Яркие теплые лучи, желтые и оранжевые, пробивались сквозь полог кровати, проникая сквозь закрытые веки. Застонав, Мэтью перекатился на живот и спрятал лицо в подушку, чтобы скрыться от солнца и своих мучительных мыслей о Джейн.

— Мне плевать, что он, черт возьми, еще спит! Я плачу вам жалованье, если вы еще об этом помните, не за то, чтобы вы выгораживали этого бездельника!

Шорох отодвигаемого полога грубо ворвался в сознание Мэтью, вызвав безумную барабанную дробь, загремевшую в голове. Боже праведный, как же ему было плохо этим утром! Похоже, граф уже был недостаточно молод для буйных кутежей, подобных тому, что он устроил прошлым вечером.

Потянув на себя угол одеяла, Мэтью накрылся с головой, спрятавшись от омерзительно громких звуков и столь нежелательного сейчас света.

— Ты проснешься в эту же секунду, Уоллингфорд! Я требую объяснений! О чем, черт побери, ты думал, когда решил втянуть меня в один из своих отвратительных скандалов!

— О боже, что это такое? — резко бросил Мэтью, его голос из–под толстого шерстяного одеяла звучал приглушенно.

— Солнечный свет, милорд, — ответствовал Мальборо, камердинер графа, с присушим ему сарказмом.

— Не «это»! — взревел Мэтью. — «ЭТО»!

До его ушей долетело раздраженное нетерпеливое дыхание. Повисла неловкая тишина, и Уоллингфорду оставалось только удивляться, как это его бедный камердинер не превратился в изваяние от холодного взгляда двенадцатого герцога Торрингтонского.

— Это, милорд, ваш отец.

Громко застонав, Мэтью разразился самыми отборными проклятиями, вызвав у герцога вполне ожидаемую реакцию.
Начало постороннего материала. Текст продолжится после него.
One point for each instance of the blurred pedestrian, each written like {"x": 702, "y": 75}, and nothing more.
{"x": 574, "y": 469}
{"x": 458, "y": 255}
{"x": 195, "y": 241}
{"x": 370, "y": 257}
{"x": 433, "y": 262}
— Вставай немедленно, ты, ленивый, никчемный… — Отец запнулся и резко прервал свою гневную тираду, заметив в постели Мэтью женщину. Та сладко потянулась, мурлыкая, как наевшийся котенок. Смазанное изображение чьей–то раскрасневшейся от ласк кожи вдруг возникло перед глазами Уоллингфорда. Проклятье! Черт побери, кто это лежит с ним рядом? Какого дьявола он притащил эту незнакомку домой? И почему они в постели? Мэтью никогда не предавался любовным утехам в постели. Он никогда не приглашал женщин остаться с ним на ночь!

Затуманившийся взор графа остановился на бутылке абсента, ложке–шумовке и гранулах сахара, устилавших стол, словно сверкающая на солнце алмазная пыль. «Так вот почему я ничего не помню! — с яростью подумал он. — Слишком много «зеленой феи».

— Ах, какое блаженство, милорд! — послышалось хриплое мурлыканье. — И как только вам удается придумывать все эти маленькие милые шалости?

Женщина, которая, как вспомнил Мэтью, была пышногрудой танцовщицей из мюзик–холла, игриво провела своей тонкой ножкой по его лодыжке. Она явно не обращала внимания на то, что рядом с кроватью стоял человек в летах, чуть не пышущий огнем от гнева.

— Развлечемся снова? — спросила она сиплым шепотом. — Вы такой огромный и твердый этим утром, просто необычайно! Будет очень жаль, если такой великолепный момент пропадет даром!

— Ты, распущенный, ничтожный… — Герцог опять запнулся, силясь подыскать нужные эпитеты, а танцовщица испуганно прижалась к Мэтью, заметив наконец–то, что они не одни.

— Вон из кровати, бесстыдная потаскуха! Вон, я тебе говорю, немедленно! — взревел герцог и бросил ей сорочку. — А ты, негодяй, совсем совесть потерял! Я не допущу, чтобы подобный разврат продолжался в доме, за который я плачу!